The pastor's wife, Patricia Kay Maxwell, said, "It sounded like a few screws popping. Pop. Pop. Pop."
Maxwell said she didn't think the sound amounted to much, so she left. About 15 minutes later, police called her and her husband at home to say that part of the church roof was gone. A section of the roof -- about 34 by 18 feet -- was blown about 200 feet and came to rest on the side of a small apartment building. No one was hurt.
In Washington, Mo., downed utility poles and trees forced the closure of Highway 47.
In the Metro East, Granite City had no injuries but damage to several homes. The town saw a path of moderate damage that runs though the city, from the southwest to northeast, said Fire Chief Tim Connolly.
"It's just a straight line through Granite City, that's about three houses wide and maybe four miles long," Connolly said. "It's all very moderate damage. One building collapsed at the edge of town where it started. Roofs were blown off. Sheds blown away, roofs peeled away."
Connolly said no injuries were reported, but one dog was rescued.
There were unconfirmed reports of funnel clouds in St. Louis, St. Louis County and St. Charles County. Thousands of customers of Ameren were without electricity for periods of time as the storms blew through.
The rain in parts of the area lasted only a few minutes, but the accompanying winds left a trail of debris and damage. There were reports of wires down on vehicles on streets and highways in St. Louis and St. Louis County, and some power poles were reportedly snapped by high winds.
Some flash flooding of area streets followed the quickly moving storms, which continued into the Metro East area shortly before midnight. Some roads were reportedly blocked by branches and other debris throughout the metropolitan area.
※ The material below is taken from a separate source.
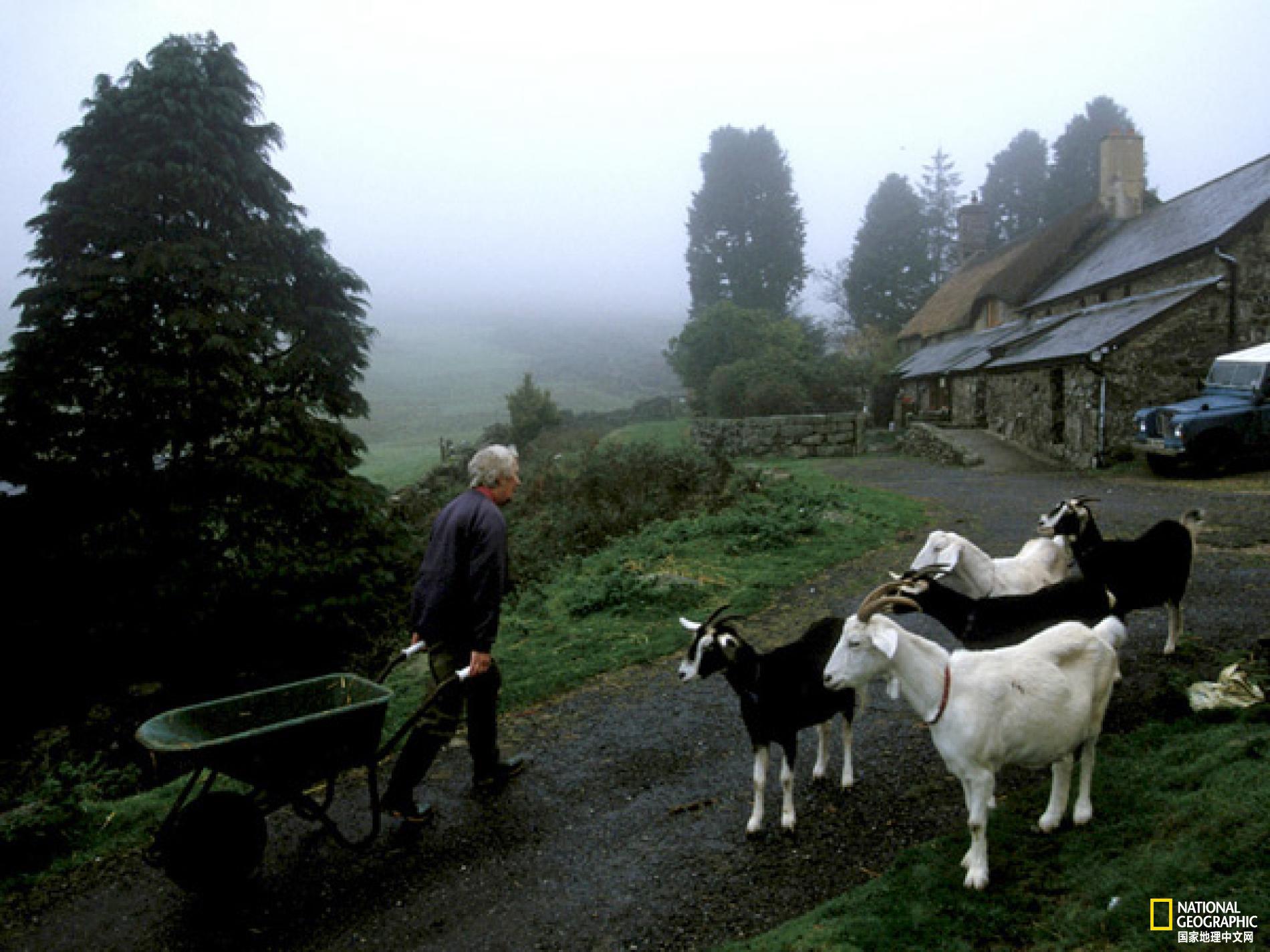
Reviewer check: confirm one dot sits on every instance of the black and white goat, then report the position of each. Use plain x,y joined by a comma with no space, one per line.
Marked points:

Power lines were down on Interstate 44 near Hampton Avenue after the winds struck. The interstate was closed in both directions for nearly two hours while repair crews removed the wires. No drivers were injured.
After the storms moved into Illinois, damage was reported in the Highland area of Madison County and some other parts of the area.
Some buildings reportedly were damaged along Illinois Route 159 in Edwardsville. And there were reports of extensive damage in the Salem and Vandalia areas of Southern Illinois as the storms pushed further east early today.
David Carson of the Post-Dispatch contributed to this report.